Howards End
Wiedersehen in Howards End

GB 1992
Regie: James Ivory / Produktion: Ismail Merchant / Drehbuch: Ruth Prawer Jhabvala nach dem gleichnamigen Roman von E.M. Forster / Musik: Richard Robbins
Mit: Anthony Hopkins (Henry Wilcox), Vanessa Redgrave (Ruth Wilcox), Emma Thompson (Margaret Schlegel), Helena Bonham-Carter (Helen Schlegel), Sam West (Leonard Bast), James Wilby (Charles Wilcox) u.a.

Howards End spielt im England der zwanziger Jahre und ist die Geschichte eines Hauses und seiner Bewohner: Die starre und wert-konservative Industriellenfamilie Wilcox sowie die emanzipierten und warmherzigen Schlegel-Geschwister Margaret und Helen.
Nachdem Margaret (Emma Thompson) und Helen (Helena Bonham-Carter) auf einer Reise durch Deutschland die Bekanntschaft mit Ruth (Vanessa Redgrave) und Henry (Anthony Hopkins) Wilcox gemacht haben, verbringt Helen die Ferien im Kreise der Wilcox-Familie auf deren Landsitz Howards End.
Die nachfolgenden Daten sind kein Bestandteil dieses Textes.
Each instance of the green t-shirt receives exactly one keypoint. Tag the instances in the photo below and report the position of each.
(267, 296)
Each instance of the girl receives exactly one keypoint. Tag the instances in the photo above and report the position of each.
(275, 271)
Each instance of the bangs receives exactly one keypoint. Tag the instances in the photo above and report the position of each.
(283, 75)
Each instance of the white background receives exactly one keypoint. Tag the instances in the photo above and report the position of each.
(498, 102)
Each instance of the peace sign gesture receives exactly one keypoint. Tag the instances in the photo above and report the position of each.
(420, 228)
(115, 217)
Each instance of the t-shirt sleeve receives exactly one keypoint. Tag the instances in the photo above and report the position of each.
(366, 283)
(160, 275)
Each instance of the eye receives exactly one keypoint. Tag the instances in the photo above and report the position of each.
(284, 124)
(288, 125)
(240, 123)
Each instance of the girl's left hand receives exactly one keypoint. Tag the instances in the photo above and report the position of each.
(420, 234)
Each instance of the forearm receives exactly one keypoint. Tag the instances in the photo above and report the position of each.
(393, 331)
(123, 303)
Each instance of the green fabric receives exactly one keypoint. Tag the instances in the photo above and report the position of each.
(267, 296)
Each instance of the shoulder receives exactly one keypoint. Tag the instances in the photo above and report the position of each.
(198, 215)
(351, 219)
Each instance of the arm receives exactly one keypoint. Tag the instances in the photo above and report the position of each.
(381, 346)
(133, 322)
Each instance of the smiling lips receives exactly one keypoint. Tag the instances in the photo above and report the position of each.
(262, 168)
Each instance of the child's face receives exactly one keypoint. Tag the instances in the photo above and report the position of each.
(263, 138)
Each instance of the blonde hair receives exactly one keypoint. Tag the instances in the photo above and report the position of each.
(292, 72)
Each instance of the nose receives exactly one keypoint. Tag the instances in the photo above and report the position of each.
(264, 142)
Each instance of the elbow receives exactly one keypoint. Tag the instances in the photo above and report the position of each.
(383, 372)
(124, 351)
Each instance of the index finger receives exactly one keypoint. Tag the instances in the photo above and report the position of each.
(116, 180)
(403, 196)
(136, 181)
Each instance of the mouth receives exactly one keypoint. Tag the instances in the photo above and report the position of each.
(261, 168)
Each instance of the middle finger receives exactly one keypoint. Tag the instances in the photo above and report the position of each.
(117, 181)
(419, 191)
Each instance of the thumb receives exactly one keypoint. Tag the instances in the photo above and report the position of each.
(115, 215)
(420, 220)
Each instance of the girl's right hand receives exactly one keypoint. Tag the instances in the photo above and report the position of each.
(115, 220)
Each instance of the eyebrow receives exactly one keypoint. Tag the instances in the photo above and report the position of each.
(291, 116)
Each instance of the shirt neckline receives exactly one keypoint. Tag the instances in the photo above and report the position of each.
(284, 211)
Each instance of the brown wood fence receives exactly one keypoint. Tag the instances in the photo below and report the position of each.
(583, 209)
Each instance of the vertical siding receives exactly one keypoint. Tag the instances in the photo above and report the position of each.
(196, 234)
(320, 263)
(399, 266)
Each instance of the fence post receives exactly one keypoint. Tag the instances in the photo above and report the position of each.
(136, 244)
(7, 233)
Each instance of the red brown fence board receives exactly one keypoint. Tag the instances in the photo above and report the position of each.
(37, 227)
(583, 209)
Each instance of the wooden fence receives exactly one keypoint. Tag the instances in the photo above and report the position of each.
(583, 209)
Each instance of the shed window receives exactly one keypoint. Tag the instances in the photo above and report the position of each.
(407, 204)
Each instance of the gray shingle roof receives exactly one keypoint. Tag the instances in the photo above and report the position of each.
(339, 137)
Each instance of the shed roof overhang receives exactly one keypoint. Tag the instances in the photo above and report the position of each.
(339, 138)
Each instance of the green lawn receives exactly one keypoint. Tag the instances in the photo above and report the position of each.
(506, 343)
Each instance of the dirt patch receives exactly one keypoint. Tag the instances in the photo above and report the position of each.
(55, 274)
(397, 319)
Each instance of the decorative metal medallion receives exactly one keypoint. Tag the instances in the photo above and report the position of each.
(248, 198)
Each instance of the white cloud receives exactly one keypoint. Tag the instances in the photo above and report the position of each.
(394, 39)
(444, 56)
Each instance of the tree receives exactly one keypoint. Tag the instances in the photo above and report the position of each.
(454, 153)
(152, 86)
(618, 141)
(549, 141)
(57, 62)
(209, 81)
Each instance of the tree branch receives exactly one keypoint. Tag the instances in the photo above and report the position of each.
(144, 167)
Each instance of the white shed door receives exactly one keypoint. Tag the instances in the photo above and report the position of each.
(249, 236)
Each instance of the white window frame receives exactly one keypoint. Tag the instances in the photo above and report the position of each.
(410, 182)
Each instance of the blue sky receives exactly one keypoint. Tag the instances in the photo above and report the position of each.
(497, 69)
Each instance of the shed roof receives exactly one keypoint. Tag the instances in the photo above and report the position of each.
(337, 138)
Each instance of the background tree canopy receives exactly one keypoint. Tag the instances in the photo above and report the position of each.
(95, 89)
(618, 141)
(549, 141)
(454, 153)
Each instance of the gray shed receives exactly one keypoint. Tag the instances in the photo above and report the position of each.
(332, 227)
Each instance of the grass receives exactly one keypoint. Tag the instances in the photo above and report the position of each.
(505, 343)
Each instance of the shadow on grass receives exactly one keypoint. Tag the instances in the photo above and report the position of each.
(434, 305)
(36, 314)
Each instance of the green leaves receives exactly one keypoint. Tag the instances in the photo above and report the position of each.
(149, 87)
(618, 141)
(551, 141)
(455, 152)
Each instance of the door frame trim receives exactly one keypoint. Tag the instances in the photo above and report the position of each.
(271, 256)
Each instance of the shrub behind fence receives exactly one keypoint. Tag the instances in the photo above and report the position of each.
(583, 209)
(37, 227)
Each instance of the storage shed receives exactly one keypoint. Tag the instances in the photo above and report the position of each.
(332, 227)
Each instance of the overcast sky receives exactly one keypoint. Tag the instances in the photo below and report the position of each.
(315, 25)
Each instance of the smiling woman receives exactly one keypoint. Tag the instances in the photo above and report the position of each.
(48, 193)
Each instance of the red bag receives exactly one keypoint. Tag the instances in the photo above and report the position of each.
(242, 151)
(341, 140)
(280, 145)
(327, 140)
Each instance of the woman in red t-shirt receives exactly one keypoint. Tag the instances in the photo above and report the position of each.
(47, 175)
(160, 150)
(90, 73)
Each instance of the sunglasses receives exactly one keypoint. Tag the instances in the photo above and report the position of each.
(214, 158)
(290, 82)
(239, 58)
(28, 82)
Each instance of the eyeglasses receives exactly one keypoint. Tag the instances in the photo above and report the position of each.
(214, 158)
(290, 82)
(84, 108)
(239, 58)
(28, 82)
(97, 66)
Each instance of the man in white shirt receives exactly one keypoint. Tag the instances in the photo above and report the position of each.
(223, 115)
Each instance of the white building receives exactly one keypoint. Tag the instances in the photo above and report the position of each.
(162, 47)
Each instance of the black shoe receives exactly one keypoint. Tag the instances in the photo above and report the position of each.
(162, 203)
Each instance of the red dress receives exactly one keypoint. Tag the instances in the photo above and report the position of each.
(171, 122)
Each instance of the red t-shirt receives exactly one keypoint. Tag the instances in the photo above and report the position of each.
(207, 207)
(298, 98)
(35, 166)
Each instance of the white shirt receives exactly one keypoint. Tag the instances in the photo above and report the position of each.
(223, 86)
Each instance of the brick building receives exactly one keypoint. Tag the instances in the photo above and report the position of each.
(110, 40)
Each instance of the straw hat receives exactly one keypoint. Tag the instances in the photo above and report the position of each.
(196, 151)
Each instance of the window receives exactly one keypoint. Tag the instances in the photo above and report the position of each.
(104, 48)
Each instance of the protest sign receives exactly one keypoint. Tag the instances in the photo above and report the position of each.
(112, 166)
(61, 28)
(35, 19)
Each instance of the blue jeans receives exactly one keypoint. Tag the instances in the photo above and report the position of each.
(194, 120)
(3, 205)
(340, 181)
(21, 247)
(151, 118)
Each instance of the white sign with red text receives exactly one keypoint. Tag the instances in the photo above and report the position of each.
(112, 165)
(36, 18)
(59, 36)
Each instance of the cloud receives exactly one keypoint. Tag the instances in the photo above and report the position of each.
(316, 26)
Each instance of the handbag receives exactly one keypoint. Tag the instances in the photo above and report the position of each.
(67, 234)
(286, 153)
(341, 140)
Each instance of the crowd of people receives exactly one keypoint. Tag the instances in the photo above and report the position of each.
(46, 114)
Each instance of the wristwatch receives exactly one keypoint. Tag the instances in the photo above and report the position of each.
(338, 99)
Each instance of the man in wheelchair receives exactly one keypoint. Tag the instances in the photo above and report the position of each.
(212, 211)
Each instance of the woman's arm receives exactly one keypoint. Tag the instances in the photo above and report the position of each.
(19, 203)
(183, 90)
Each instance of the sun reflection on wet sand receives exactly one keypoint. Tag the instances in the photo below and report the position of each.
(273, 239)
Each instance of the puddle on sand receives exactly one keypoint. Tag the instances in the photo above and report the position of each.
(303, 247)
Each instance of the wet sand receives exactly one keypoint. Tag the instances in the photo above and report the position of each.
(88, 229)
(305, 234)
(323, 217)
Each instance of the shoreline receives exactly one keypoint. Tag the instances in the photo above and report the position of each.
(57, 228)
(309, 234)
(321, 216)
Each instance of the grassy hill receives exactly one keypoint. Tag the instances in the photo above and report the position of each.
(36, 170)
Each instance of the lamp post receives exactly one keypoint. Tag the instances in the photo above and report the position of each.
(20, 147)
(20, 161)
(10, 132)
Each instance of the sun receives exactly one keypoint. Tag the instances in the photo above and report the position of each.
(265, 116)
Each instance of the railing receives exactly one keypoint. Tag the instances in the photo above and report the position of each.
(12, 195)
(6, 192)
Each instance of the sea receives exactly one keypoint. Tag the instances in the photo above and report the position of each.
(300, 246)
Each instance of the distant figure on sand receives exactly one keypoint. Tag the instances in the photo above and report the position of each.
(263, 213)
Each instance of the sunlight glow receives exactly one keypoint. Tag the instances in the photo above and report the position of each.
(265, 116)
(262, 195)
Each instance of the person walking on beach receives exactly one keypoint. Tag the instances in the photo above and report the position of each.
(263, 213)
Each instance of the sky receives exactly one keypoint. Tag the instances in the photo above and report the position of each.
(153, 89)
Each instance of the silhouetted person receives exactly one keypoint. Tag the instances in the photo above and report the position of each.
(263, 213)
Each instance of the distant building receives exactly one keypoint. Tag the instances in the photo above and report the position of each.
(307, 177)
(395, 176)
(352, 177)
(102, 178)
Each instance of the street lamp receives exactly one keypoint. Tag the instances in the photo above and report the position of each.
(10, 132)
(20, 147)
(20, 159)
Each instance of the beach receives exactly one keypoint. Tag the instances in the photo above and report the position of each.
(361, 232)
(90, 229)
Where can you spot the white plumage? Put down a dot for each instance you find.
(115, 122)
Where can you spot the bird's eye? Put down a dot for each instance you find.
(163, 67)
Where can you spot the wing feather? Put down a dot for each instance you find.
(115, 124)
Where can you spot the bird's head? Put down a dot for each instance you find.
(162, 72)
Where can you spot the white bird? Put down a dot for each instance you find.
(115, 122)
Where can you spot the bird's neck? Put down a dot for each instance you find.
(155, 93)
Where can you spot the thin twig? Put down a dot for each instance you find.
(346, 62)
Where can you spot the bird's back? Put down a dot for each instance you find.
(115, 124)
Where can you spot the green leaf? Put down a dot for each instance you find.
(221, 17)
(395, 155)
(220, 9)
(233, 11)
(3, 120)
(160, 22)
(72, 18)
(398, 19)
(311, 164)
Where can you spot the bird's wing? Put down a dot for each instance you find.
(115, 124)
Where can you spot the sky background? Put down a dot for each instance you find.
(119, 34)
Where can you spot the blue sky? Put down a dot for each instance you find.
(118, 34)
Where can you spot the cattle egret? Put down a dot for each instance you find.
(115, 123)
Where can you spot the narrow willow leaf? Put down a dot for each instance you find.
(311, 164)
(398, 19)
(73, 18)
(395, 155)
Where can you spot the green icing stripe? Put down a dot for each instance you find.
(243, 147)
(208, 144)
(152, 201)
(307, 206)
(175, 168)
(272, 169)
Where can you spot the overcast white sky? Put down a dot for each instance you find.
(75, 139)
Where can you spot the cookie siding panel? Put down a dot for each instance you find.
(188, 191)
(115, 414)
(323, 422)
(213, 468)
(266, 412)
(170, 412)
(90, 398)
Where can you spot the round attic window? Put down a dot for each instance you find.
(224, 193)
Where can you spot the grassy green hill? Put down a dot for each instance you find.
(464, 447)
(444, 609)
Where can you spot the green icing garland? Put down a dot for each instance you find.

Mit Paul (Joseph Bennett), dem jüngeren der beiden Wilcox-Söhne, beginnt die junge Frau eine stürmische Affäre und schreibt ihrer Schwester Margaret von einer bevorstehenden Verlobung. Zu Hause in London setzt Margaret alle Hebel in Bewegung. Doch Paul will nichts von der Verlobung wissen und beendet kurzerhand seine Beziehung zu Helen. Die Wege der beiden Familien trennen sich daraufhin im Streit.
Mehrere Monate später. Unmittelbar gegenüber des Mietshauses der Schlegel-Geschwister beziehen die Wilcox ihren neuen Wohnsitz. Da man nun benachbart wohnt und ein gelegentliches Zusammentreffen unvermeidbar erscheint, beschließt Margaret, Frieden zu schließen und den Wilcox einen Besuch abzustatten. - Die Hausherrin Mrs.Wilcox befindet sich zur Zeit allein in London und schon bald verbindet die beiden ungleichen Frauen eine tiefe und innige Freundschaft. Mrs.Wilcox erzählt Margaret von ihrer Liebe zu Howards End, dem alten Haus auf dem Lande, in dem sie geboren und aufgewachsen ist. In der Hektik der Londoner Großstadt fühlt sie sich nicht wohl. Ruth Wilcox, deren Leben so eng mit der Geschichte von Howards End verbunden ist, repräsentiert das England einer anderen Generation, einer anderen, früheren Zeit. Der Fortschritt, die neuen Mietshäuser und Automobile machen ihr Angst und scheinen sie zu erdrücken. -
Einige Zeit später stirbt Mrs.Wilcox. Auf dem Sterbebett kritzelt sie ihren letzten Willen auf ein Stück Papier. Ihr Geburtshaus Howards End soll an Margaret gehen. Doch dieses Testament, vor Gericht ohnehin ungültig und wertlos, wird von der restlichen Wilcox Familie nach kurzer Diskussion unterschlagen und verbrannt - Margaret erfährt nichts davon.
In der Zwischenzeit freundet sich Helen mit dem aus armen Verhältnissen stammenden Leonard Bast (Sam West) an. Aus Mitleid mit dem jungen Mann, versucht sie, ihm zu helfen und bittet den erfolgreichen Geschäftsmann Henry Wilcox um Rat. Da es um die Aktienkurse der Firma, für die Bast arbeitet, schlecht aussieht, ist Wilcox der Meinung, der junge Mann solle sich schnellstens nach einem anderen Arbeitgeber umsehen. Leonard kündigt daraufhin, doch die Suche nach einem anderen Job erweist sich als aussichtslos. Schnell gerät der junge Bast ins soziale und finanzielle Abseits. Hinzu kommt, daß sich die Aktienkurse seiner ehemaligen Firma wieder erholen und somit kein Grund für seine Kündigung bestand. Helen sieht die Schuld für Leornards finanzielle Not bei Mr.Wilcox und macht ihrer Verärgerung Luft. Doch der gestrenge Witwer Wilcox hat andere Sorgen im Kopf. Er ist vielmehr damit beschäftigt, Margaret, in die er sich verliebt hat, den Hof zu machen. Seinen ungeschickt und hilflos vorgetragenen Heiratsantrag nimmt Margaret an. Gegen den Willen sowohl der Wilcox-Söhne, die in Margaret eine Erbschleicherin vermuten, als auch Helens, die Mr.Wilcox nicht verzeihen kann, ihr Protegé Leonard finanziell ruiniert zu haben, heiratet das ungleiche Paar. Komplikationen sind natürlich vorprogrammiert...
Aber alles weitere ist im Kino zu erfahren!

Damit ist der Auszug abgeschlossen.